Curtain falls on Tony and the gang as 'Sopranos' scriptwriter makes his exit
Fans awaiting the fourth season of the hit Mafia series The Sopranos should get their viewing pleasure while they can – the creator of the television programme has warned that its life is nearing a natural, and entirely non-violent end.
David Chase, who has been writing the scripts about Tony Soprano and the tribulations of his family and his New Jersey crime clan from the start, told a Los Angeles conference of television critics that the next and fifth season will be his laston the programme.
Although HBO, the cable channel that broadcasts the show in the US, could theoretically continue it without Mr Chase, it seems unlikely.
"I wouldn't say it's irrevocable," Mr Chase said. "If they decide to go on, from a business standpoint, they could."
However, the two stars of the programme, James Gandolfini, who plays Tony Soprano, and Edie Falco, who portrays his wife, Carmela, both indicated that they would leave the set with Mr Chase. "I started with him. I'd like to finish with him," Ms Falco told the meeting.
The fourth season is due to be screened in Britain on Channel 4 this October. It opens for American audiences a month earlier.

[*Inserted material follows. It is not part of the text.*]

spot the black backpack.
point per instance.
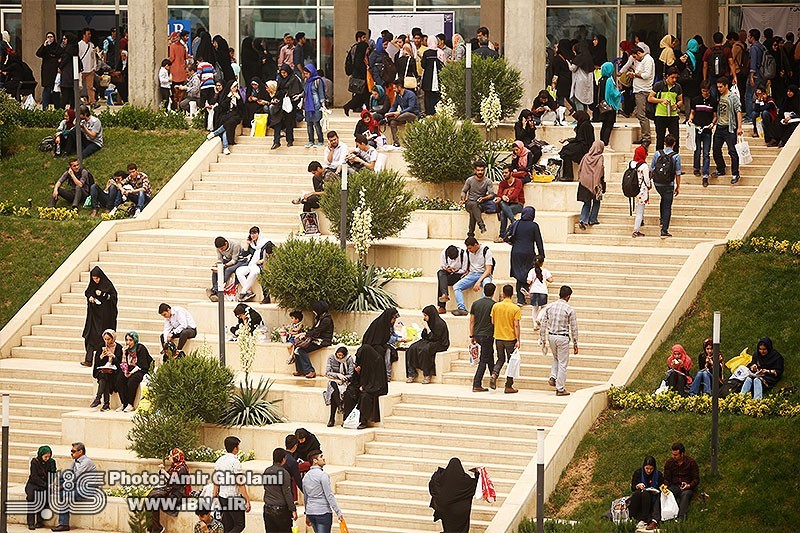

Mr Chase said it would focus on the relationship between Tony and Carmela, but he declined to reveal the final fate awaiting Tony and the rest of the gang.
The end of The Sopranos, which has won a cult following and a raft of awards, will leave a gaping hole in the schedules of both HBO and Channel 4.
* The film director Steven Spielberg will follow his hit Second World War television epic Band of Brothers with an eight-part mini-series on the life of King Arthur. He is due to start work on the saga, which will have a budget of about £6.5m per episode, early next year.